STED Journal (May 2021)
CONFLICT OF A MEMORY CULTURE IN WESTERN BALKANS
Abstract
Cultures of remembrance that are officially affirmed by national elites in the Western Balkan countries, that is in the former Yugoslavia, are a source of ongoing conflict. Various collective memories and mutually antagonized interpretations of the past, show that Croats, Serbs, Bosnians, Macedonians, Montenegrins and others who lived together for centuries and decades within a single state, after all interpret and remember their common history in completely different ways. Their social narratives about the past and dominant cultures of memory are predominantly selective, one-sided, intolerant, exclusive.
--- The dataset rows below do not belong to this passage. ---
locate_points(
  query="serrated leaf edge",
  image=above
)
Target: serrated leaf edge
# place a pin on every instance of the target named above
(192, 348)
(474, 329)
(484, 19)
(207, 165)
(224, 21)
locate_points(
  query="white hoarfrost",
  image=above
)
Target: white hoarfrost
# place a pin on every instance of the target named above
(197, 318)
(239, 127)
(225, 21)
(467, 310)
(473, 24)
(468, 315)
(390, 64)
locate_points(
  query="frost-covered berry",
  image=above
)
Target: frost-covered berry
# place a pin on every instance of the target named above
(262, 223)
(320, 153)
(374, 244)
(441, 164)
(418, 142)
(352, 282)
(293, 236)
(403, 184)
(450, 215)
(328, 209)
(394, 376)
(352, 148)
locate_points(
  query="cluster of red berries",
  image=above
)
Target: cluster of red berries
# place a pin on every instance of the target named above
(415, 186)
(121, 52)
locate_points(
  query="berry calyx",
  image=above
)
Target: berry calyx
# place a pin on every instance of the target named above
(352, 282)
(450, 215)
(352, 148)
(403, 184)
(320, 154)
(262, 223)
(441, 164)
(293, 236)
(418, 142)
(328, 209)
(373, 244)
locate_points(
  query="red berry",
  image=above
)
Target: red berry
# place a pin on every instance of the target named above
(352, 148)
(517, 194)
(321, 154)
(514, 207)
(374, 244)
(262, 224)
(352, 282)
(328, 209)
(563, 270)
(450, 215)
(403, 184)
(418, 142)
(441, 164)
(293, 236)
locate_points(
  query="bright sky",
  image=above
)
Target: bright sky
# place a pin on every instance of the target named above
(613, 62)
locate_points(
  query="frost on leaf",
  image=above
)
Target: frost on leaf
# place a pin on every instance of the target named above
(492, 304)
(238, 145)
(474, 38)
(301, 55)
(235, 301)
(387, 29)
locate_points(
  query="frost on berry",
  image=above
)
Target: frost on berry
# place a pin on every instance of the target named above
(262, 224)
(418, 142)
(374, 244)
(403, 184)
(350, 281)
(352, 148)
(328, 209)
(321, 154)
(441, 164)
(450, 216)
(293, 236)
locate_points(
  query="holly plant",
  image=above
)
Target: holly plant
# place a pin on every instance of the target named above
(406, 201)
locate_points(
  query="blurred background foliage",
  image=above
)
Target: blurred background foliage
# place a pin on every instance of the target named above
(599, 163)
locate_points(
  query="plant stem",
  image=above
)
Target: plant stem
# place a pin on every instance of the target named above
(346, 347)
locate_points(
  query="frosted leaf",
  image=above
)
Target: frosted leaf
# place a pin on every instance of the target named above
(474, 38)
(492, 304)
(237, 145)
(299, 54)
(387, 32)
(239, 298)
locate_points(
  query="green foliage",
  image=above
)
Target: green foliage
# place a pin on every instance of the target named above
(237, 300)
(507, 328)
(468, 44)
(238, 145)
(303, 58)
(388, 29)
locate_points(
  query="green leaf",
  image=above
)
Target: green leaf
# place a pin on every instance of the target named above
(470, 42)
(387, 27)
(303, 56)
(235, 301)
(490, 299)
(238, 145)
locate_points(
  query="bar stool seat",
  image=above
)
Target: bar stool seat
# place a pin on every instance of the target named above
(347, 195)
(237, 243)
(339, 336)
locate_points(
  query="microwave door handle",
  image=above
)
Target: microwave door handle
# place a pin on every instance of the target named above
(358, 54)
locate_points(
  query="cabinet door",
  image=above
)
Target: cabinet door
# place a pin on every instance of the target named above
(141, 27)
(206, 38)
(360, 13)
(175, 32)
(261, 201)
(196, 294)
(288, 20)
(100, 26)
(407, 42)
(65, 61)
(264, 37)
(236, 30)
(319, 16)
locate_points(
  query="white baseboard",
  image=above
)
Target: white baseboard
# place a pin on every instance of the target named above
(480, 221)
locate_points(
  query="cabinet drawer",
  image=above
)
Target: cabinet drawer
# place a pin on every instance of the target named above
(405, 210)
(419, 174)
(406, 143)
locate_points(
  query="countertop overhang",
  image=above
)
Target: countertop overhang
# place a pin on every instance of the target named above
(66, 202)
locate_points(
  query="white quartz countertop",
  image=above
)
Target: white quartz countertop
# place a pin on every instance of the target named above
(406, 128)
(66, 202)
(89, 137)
After a long time, they lived together members of different ethnic, religious and national backgrounds and their historically unfinished and unsuccessful attempt to form a common Yugoslav culture and unique Yugoslav identity, a difficult civil war occurred, ethno-nationalism escalated, and people who were very close and very similar to one another, tried to create as much difference and distance between themselves through violence. All national communities that participated in the wars of the 1990s, emphasized defending national culture as one of their main tasks. The warring parties sought to destroy everything that reminded them that different people, their neighbors and friends of a different religion were living there. Today, three decades after these conflicts, they are still prisoners of their attitude to history. The culture nevertheless brings them together and inspires them to understand themselves more and to cooperate better.